Washington, la Corte d'appello: no alle sexy bariste in bikini. E le ragazze fanno ricorso: «Vogliamo scegliere noi la divisa»

Lunedì 8 Luglio 2019 di Alessandra Spinelli
Una barista in bikini

In Italia il fenomeno non ha preso piede: sì, qualche sexy barista nei locali per soli uomini (sic) ovviamente c'è ma emule di Laura Maggi, la prima che nei primi anni Duemila serviva caffé e cappuccino in abiti succinti nella provincia bresciana, non risultano essere assurte a icone pop neanche delle trasmissioni più trash del nostro Paese. Negli Stati Uniti, invece, il fenomeno, nato a Seattle negli anni Novanta del secolo scorso, è talmente diffuso che la questione se sia lecito o meno alle "bikini baristas" lavorare come se stessero in spiaggia è arrivata fino alla corte di appello. Una vera battaglia legale si è consumata a Everett, a circa 50 km da Seattle, nello stato di Washington. L'amministrazione locale si è lamentata per anni che alcune dipendenti di una catena di caffè, la Hillbilly Hotties, lavorassero in bikini  finchè ha approvato due ordinanze nel 2017 per imporre un dress code decoroso nei fast food.

IL RICORSO
Ma il titolare di uno dei locali e alcune bariste hanno fatto ricorso evocando il primo emendamento della costituzione, quello che tutela la libertà di espressione, e hanno vinto il primo round. Un giudice distrettuale ha stabilito infatti che le ordinanze erano troppo vaghe e arbitrarie e le ha sospese. Ma ora una corte d'appello ha annullato la sentenza e ha concluso che «il modo di vestirsi in questo caso non è sufficientemente comunicativo per meritare la protezione del primo emendamento». I dirigenti della città cantano vittoria, sostenendo che il look lascivo delle bariste alimentava la prostituzione e la violenza sessuale, come provato da alcune indagini della polizia.
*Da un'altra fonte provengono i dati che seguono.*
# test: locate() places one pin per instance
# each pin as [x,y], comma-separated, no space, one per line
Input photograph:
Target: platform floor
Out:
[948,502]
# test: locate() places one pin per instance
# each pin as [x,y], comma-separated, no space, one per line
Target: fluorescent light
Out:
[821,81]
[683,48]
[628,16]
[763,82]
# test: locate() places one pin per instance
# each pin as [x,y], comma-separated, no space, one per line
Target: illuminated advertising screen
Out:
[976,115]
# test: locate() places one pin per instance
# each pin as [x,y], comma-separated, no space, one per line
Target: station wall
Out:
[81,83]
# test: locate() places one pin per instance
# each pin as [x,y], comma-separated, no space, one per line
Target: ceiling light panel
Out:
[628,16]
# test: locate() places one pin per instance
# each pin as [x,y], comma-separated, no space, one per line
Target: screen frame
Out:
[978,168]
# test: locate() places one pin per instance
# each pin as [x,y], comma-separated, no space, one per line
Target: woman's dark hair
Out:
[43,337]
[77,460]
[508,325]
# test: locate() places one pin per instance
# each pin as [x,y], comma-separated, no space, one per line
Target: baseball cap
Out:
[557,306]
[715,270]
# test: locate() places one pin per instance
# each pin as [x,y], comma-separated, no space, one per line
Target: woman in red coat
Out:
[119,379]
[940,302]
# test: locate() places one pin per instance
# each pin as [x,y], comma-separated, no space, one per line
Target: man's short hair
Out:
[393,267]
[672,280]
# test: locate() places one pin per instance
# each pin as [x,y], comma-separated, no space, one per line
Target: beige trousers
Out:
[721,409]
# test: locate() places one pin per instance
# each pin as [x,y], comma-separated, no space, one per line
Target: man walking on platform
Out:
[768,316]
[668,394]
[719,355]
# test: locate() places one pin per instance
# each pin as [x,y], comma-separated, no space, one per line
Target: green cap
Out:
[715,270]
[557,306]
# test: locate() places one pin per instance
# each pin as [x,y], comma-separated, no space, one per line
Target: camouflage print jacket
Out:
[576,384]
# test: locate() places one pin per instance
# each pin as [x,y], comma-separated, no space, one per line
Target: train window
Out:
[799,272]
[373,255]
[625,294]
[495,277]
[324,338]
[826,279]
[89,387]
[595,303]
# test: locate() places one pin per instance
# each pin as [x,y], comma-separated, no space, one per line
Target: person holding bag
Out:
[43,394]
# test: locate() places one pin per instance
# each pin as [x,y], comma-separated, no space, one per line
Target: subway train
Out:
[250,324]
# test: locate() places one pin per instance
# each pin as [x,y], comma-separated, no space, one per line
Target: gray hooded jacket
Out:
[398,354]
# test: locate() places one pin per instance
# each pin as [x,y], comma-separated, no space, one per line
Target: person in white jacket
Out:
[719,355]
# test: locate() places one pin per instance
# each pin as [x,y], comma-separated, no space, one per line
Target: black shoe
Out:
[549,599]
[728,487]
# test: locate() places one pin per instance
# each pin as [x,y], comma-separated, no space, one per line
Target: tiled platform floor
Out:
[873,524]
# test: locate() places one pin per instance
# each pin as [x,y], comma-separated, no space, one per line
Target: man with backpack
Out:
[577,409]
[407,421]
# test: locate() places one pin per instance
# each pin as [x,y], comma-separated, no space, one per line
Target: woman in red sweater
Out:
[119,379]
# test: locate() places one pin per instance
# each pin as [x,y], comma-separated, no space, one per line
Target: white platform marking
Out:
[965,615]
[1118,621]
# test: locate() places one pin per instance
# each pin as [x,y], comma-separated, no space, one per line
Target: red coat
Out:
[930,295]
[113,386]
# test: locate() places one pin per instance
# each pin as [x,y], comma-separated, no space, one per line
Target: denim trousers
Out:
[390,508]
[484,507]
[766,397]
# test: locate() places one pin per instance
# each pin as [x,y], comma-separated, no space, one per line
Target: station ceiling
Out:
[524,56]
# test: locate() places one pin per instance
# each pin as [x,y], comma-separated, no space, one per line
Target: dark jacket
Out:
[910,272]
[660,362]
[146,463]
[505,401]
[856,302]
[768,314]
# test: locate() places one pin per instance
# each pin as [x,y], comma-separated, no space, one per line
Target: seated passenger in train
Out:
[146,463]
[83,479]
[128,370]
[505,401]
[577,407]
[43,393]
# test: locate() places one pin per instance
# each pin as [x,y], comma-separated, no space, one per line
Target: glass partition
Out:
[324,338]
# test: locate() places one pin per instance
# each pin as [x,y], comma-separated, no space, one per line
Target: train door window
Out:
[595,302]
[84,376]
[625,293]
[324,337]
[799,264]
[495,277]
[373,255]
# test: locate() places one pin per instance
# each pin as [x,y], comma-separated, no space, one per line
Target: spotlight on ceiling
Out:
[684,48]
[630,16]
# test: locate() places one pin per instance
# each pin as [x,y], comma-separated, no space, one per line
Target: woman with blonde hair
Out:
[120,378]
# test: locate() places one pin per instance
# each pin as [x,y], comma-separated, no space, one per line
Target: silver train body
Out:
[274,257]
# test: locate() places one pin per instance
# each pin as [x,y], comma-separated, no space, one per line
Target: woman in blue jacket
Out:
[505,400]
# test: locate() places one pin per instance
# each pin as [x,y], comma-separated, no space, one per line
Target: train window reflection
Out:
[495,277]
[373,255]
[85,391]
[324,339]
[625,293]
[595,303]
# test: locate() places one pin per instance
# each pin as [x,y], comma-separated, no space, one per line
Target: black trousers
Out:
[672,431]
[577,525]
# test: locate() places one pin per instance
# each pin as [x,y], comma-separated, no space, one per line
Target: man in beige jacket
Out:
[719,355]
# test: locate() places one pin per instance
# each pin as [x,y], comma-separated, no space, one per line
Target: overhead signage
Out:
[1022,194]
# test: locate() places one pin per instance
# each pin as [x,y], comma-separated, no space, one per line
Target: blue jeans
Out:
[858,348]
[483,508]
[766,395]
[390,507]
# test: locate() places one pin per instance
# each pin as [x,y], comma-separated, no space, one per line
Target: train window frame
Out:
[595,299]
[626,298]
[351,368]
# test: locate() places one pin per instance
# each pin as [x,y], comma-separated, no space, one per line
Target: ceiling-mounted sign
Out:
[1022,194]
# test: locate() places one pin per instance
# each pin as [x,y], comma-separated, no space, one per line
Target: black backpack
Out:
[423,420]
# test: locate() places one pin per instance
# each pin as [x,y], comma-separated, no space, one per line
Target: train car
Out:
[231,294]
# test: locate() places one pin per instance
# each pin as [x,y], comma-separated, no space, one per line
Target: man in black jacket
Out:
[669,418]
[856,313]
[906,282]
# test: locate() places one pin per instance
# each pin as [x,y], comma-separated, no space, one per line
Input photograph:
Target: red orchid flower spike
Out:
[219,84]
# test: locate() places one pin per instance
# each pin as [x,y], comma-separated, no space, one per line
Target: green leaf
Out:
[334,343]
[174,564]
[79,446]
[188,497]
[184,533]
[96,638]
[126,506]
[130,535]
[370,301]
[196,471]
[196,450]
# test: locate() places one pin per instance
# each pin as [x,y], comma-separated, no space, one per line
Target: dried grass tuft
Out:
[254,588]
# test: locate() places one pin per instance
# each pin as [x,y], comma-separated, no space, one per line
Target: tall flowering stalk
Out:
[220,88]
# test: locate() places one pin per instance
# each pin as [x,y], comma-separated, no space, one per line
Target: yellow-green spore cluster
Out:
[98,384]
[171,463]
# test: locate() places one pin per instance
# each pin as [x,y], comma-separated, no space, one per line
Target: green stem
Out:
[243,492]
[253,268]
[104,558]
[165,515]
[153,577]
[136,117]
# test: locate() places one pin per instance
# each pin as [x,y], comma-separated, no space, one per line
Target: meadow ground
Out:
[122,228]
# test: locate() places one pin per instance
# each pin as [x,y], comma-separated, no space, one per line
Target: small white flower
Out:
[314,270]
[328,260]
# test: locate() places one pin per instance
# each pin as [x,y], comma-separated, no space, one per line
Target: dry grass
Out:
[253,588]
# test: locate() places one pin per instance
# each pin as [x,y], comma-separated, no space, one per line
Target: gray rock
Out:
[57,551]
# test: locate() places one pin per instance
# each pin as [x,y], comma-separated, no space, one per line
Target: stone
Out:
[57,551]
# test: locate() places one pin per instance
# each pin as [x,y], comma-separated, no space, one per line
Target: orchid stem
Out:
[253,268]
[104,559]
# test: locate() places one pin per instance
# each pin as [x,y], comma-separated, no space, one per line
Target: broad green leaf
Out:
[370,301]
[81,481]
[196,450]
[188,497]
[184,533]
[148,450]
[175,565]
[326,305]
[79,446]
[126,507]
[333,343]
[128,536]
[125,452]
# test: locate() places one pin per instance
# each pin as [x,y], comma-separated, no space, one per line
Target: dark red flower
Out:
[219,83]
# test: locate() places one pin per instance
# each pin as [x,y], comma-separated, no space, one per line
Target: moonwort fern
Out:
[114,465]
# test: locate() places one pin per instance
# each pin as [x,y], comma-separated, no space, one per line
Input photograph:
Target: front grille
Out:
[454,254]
Ma le bariste di alcuni locali come Cowgirl Espresso, Peek-a-brew, Espresso gone crazy,   hanno preannunciato appello. «Stanno cercando di esercitare il loro diritto di scegliere i loro abiti da lavoro», ha spiegato una loro rappresentante invocando una sorta di libertà femminista. «Le bariste vogliono esprimere messaggi positivi di confidenza col proprio corpo e di potere femminile. Questa decisione dice alle donne che il corpo femminile deve essere coperto e nascosto e che le donne devono essere protette da loro stesse». 

LE INDAGINI
In realtà negli anni passati ufficiali di polizia sotto copertura nella contea di Snohomish, nello stato di Washington , hanno visto alcune ragazze  eseguire servizi aggiuntivi per denaro extra, incluso lasciare che i clienti li toccassero, fotografarli o guardarli mentre si leccavano la panna.  Nel settembre 2009, cinque bikini bariste  al Grab 'n Go di Everett, a Washington, sono stati accusati di prostituzione dopo che la sorveglianza della polizia le ha scoperte a spogliarsi e compiere atti sessuali per denaro contante. Nel luglio 2011 il proprietario e tre impiegati di Java Juggs a Edmonds, Washington , furono accusati di prostituzione.
Ma a Everett nel dicembre 2017 contro i divieti del sindaco il  giudice distrettuale Marsha Pechman lo aveva trovato incostituzionalmente vago e inoltre ha obiettato che avesse violata la loro libertà di espressione e che fosse incostituzionale sotto la clausola di Parità di protezione del 14 ° emendamento poiché riguardava solo le donne. Nel 2018 marzo la città aveva però  presentato ricorso contro la 9a Corte d'appello che ha ora annullato l'ingiunzione.